Thomas J. James Logo

Thomas J. James

Making the Best Better

Academic Work Experience — University of Michigan

Projects developed while completing the University of Michigan's Master in Applied Data Science degree

Role: Data Scientist
Project: Recommender System Engineering — Developing Online-Course Recommendations
Institution: University of Michigan School of Information

  • Develop content-based recommender system to suggest online courses according to occupation title
  • Perform data gathering and preprocessing using Python, ETL, SQL (PostgreSQL), NLP, TensorFlow, and AWS
  • Conduct comparisons amongst word-vectorizers and word-embeddings: GloVe, BERT, RoBERTa, and tf-idf
  • Reach cosine similarity levels of up to 93% for recommended courses

"Thousands of people are interested in professional development courses online, but do not know where to start.
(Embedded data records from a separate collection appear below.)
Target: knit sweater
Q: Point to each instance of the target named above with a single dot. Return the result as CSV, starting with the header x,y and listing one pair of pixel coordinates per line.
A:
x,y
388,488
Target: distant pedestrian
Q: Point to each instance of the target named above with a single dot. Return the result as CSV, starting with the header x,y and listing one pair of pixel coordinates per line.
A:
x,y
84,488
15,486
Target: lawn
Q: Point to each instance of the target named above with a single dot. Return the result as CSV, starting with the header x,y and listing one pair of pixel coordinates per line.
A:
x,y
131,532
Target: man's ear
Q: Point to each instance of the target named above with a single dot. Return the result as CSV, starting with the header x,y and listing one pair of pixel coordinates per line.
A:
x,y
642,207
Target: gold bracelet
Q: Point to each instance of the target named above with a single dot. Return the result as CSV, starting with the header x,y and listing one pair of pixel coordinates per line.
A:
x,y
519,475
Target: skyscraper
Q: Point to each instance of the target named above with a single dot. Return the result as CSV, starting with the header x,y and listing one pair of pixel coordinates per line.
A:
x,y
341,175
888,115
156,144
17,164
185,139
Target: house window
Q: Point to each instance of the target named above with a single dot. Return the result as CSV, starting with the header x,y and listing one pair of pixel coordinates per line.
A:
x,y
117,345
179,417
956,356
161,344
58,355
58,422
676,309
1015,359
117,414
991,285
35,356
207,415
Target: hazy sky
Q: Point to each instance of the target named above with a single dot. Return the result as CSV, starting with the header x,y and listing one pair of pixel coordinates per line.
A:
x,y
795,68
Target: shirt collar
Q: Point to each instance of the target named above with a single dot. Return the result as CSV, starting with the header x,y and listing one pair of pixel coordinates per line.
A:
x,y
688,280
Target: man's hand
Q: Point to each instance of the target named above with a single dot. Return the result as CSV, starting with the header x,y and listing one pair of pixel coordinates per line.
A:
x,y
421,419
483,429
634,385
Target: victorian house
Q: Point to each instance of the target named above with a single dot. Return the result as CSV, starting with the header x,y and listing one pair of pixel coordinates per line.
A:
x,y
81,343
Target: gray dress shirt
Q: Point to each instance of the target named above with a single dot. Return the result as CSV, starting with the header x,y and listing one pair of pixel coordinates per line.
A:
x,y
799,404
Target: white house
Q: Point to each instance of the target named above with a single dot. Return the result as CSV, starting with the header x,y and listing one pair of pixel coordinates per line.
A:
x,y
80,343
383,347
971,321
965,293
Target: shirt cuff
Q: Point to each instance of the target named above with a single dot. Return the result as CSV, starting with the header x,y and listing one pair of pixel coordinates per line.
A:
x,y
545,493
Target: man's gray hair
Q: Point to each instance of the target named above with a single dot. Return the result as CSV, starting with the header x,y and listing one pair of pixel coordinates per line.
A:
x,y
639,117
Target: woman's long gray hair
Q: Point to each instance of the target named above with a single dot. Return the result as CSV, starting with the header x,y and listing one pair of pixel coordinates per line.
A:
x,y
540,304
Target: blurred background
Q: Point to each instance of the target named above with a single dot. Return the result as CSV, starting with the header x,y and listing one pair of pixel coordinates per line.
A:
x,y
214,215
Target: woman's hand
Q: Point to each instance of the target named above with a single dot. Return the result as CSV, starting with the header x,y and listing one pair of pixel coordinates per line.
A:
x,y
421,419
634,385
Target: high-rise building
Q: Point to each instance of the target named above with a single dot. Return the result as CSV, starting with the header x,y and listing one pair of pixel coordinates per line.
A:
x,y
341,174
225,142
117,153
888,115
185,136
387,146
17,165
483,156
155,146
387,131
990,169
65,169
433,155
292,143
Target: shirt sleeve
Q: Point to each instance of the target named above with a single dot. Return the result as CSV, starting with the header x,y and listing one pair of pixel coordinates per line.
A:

Online-course recommendations can provide directional guidance to professionals eager for continuous growth."

Role: Data Scientist
Project: NBA Data Predictions & Analytics Using Machine Learning & Natural Language Processing
Institution: University of Michigan School of Information

  • Contribute teamwork towards successful visualization of Golden State Warriors and Boston Celtics Twitter conversations' potential positive and negative influences
  • Detect influences of Twitter conversations using regex, sentiment-analysis, semantic-analysis, sarcasm-detection, Word2Vec models, latent semantic indexing, latent dirichlet allocation, and topic-coherence models on 8,195 columns of text data
  • Gather and present scalable insights & analytics through data visualizations, observing the increase in conversations, and dominance of criticisms, during the 2022 playoffs

Role: Data Scientist
Project: Predicting Rankings of Marathon Runners
Institution: University of Michigan School of Information

  • Predict rankings of marathon runners using raw datasets, Python, exploratory data analysis, feature engineering, data preprocessing, data analytics, and machine learning algorithms
  • Establish optimal hyper-parameter levels and feature variables for machine-learning rank forecasting to produce predictive model results at a 74% accuracy
  • Forecast marathon ranking predictions developed while reducing inaccuracy percentages from 35% down to 26%

Role: Voluntary Data Scientist
Project: Synthesizing Office Floor-Plans Using Generative Adversarial Networks
Institution: University of Michigan School of Information

  • Assisted an architectural student's project through synthesizing new office floor plan images
  • Created reconstruction of project plans after 45 days to accommodate team adjustments
  • Developed a pix-2-pix GAN model using an undisclosed library of office floor-plan images, AWS, and experimentation with different analytical and statistical approaches
  • Halted project during fine-tuning stages to join a new group and new project

Role: Data Scientist
Project: Predictive Model to Identify Students Who Are At-Risk of Failing a Course
Institution: University of Michigan School of Information

  • Extract and recode the "final result" grade data
  • Perform data wrangling and feature engineering to ensure all sub-set and engineered files are combined into one flat file
  • Apply a weight to the scores to achieve a more accurate data representation
  • Constrain the prediction model to only record up to day 60 of the course
  • Apply Logistic Regression and Random Forest Classifier models to visualize predicted probabilities and identify a probability cut-off for identification of highest-risk students needing extra attention

Role: Data Scientist
Project: Environmental Effects On Housing Prices (Milestone I)
Institution: University of Michigan School of Information

  • Develop data analysis comparing Zillow house prices with LANDSAT satellite imagery and air pollution data
  • Prepare data for analysis using ETL, data cleaning, data preprocessing, EDA, and data visualization
  • Perform exploratory data analysis to determine which feature variables and feature engineering are needed
  • Observe and analyze results statistically through heat maps, histograms, and scatterplots
  • Correlate satellite imagery of vegetation levels with air pollution and house prices
  • Discover 17.5% variance in housing-prices